The Institute for Basic Science (IBS) AI·robot-based synthesis research group said on the 25th that it developed a platform that automatically performs about 1,000 chemical experiments a day and precisely analyzes the results, in a paper published in the international journal Nature. Director General Bartosz A. Grzybowski, who led the research, has served since 2014 as a distinguished professor in the School of Natural Sciences at Ulsan National Institute of Science and Technology (UNIST) and as an IBS research Director General.
In textbooks, chemical reactions are simple, like "when A meets B, it becomes C." But in actual experiments, completely different results can appear depending on temperature or concentration. The team began this study to find a way to view such complex processes at a glance like a map.
The researchers adopted a method in which a robot automatically carries out thousands of reactions a day and AI analyzes the results. Thanks to this, they could view the entire reaction process at a glance without checking each complex condition one by one. They also discovered hidden reaction pathways and new substances that were hard to find with conventional experiments.
Re-examining the Hantzsch pyridine reaction, widely used to synthesize raw materials for antibiotics and anticancer drugs, they also identified nine new substances that had not previously been known. The Hantzsch pyridine reaction is a representative organic reaction in which multiple components react simultaneously to synthesize pyridine, the basic framework of pharmaceuticals.
They also tested 756 metal combinations of a "Prussian blue analogue," a secondary battery material, identified more efficient combinations, and additionally obtained four new substances in the process.

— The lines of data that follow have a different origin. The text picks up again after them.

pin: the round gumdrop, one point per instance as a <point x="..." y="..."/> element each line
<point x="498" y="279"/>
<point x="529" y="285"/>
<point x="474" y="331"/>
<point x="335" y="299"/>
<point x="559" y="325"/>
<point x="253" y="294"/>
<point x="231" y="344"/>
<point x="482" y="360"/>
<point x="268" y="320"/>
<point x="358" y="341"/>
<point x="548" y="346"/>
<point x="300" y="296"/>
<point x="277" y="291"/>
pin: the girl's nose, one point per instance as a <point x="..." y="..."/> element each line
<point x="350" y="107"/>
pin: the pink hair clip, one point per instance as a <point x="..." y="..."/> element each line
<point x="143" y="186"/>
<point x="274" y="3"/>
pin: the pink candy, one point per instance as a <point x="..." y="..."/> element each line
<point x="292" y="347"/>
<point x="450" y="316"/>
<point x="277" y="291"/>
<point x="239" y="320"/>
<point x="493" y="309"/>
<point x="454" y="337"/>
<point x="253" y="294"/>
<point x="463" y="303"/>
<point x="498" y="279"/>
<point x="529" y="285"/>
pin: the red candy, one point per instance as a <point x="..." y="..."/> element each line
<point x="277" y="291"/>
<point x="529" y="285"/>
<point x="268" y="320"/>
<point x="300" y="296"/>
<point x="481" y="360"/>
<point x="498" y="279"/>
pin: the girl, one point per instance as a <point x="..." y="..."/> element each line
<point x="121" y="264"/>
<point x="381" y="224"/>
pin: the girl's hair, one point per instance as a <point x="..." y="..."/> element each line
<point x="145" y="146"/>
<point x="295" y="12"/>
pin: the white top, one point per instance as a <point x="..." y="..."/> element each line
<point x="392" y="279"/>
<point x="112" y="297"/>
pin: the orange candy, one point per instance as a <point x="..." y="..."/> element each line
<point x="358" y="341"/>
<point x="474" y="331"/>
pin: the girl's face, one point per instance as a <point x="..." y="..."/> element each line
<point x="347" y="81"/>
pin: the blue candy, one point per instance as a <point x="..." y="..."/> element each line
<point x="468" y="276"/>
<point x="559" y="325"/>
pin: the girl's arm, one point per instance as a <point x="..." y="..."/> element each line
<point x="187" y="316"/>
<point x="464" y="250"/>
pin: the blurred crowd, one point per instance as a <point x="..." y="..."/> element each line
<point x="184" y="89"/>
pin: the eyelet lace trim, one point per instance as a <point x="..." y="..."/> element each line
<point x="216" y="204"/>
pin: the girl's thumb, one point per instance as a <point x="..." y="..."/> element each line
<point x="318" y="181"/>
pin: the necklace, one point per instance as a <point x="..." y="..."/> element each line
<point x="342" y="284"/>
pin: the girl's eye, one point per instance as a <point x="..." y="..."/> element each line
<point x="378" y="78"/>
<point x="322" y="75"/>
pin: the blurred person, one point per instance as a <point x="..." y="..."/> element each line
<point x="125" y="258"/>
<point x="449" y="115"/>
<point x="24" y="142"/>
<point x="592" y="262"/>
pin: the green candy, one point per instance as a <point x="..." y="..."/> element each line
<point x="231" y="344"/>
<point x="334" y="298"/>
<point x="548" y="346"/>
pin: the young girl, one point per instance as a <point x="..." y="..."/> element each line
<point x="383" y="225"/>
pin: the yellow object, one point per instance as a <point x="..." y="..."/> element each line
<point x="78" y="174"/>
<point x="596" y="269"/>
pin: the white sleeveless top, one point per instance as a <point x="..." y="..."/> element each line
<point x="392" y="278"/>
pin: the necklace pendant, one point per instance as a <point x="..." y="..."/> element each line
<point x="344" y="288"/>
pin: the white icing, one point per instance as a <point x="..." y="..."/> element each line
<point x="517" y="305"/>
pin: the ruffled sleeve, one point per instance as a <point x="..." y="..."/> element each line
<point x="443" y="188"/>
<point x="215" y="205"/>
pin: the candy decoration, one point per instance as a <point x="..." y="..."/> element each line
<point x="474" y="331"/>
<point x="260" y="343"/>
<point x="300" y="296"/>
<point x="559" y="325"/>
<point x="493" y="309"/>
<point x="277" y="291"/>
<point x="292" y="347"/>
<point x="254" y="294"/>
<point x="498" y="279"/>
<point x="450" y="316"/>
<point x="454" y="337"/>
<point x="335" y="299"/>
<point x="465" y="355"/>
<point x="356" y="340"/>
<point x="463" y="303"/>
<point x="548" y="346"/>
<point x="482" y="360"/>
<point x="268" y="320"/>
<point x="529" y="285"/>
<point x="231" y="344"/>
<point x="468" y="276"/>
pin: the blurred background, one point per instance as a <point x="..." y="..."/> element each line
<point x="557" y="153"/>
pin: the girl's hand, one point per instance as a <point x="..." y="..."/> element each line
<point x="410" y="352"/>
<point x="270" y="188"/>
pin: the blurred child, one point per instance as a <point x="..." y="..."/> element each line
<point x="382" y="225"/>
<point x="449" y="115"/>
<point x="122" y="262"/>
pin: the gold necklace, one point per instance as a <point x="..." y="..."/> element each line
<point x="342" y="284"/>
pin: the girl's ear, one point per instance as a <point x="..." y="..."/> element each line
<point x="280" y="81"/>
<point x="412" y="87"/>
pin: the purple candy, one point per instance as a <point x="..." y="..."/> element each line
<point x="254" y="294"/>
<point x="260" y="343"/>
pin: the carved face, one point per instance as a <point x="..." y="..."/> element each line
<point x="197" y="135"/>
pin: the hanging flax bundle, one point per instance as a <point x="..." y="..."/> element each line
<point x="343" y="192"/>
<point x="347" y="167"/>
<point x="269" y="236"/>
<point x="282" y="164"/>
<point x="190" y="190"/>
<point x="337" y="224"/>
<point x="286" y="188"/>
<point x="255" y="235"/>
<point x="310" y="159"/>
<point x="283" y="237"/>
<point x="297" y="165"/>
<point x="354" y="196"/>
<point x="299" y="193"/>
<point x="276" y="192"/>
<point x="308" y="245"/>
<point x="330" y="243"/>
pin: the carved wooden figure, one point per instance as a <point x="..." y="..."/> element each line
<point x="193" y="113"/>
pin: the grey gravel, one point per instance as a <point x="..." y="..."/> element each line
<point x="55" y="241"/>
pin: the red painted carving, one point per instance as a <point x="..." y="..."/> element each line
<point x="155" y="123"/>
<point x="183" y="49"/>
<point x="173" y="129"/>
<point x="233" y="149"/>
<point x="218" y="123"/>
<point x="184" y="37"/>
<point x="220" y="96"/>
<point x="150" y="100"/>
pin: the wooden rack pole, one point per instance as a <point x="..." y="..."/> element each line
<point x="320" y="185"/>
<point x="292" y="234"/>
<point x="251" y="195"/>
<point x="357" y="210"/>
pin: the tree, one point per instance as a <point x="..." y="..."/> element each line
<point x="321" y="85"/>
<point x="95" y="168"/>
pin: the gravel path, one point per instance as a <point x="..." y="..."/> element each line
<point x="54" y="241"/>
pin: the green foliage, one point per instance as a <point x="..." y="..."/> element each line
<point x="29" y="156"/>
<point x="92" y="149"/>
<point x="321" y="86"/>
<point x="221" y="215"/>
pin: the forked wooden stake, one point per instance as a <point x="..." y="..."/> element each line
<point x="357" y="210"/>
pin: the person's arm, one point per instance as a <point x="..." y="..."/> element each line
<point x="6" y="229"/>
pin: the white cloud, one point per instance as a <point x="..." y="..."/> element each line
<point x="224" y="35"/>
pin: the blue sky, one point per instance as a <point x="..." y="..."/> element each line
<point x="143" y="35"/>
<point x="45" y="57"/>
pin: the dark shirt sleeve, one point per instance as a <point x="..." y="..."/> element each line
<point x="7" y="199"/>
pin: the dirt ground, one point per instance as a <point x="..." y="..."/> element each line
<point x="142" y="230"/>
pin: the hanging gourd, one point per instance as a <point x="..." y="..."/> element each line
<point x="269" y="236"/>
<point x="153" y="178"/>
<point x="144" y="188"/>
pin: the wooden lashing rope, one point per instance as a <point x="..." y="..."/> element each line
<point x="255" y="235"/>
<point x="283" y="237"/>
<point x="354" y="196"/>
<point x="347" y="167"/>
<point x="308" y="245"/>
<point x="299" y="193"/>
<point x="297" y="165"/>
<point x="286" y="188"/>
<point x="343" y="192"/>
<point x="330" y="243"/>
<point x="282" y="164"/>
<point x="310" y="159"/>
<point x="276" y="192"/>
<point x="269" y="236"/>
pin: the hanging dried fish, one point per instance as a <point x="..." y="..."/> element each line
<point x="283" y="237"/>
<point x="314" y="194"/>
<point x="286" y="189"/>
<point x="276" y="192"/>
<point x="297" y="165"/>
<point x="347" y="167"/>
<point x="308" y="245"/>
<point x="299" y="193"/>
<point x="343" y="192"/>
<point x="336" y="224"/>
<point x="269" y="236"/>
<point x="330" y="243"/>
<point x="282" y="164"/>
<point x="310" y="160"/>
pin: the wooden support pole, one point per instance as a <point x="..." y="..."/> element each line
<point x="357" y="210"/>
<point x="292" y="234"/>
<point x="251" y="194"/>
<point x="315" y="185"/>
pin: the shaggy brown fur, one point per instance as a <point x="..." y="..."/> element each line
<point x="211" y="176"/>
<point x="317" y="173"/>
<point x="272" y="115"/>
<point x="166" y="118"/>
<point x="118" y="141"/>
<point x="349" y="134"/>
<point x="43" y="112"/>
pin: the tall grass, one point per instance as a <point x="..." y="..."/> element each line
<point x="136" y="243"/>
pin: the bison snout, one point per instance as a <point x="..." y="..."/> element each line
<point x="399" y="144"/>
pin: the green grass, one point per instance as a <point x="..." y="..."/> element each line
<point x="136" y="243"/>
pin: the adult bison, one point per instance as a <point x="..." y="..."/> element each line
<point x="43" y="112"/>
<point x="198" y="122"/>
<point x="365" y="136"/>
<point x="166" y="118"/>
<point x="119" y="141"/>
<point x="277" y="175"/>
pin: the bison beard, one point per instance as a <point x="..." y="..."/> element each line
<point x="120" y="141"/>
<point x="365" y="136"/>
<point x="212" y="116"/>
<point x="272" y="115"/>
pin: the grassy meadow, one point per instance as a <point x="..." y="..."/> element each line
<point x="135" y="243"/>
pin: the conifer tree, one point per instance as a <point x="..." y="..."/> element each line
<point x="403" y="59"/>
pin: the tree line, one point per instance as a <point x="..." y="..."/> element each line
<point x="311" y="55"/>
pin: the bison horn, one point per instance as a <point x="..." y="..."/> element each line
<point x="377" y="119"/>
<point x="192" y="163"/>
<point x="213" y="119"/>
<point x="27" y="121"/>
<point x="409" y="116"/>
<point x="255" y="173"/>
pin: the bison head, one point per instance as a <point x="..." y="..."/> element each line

The biggest advantages of the AI·robot platform are speed and expense reduction. With conventional methods, each of the thousands of experiments would have to be analyzed with expensive equipment, but the newly developed approach can organize results with a single analysis, reducing the expense by dozens of times. The team noted that a path has opened to selectively produce desired substances by simply changing conditions going forward.
Director General Grzybowski said, "Viewing chemical reactions not as a straight line but as a network will be an important turning point for chemical research going forward," adding, "By leveraging AI and robots, we expect to greatly boost the efficiency and diversity of chemical synthesis and contribute to future new drug development and materials innovation."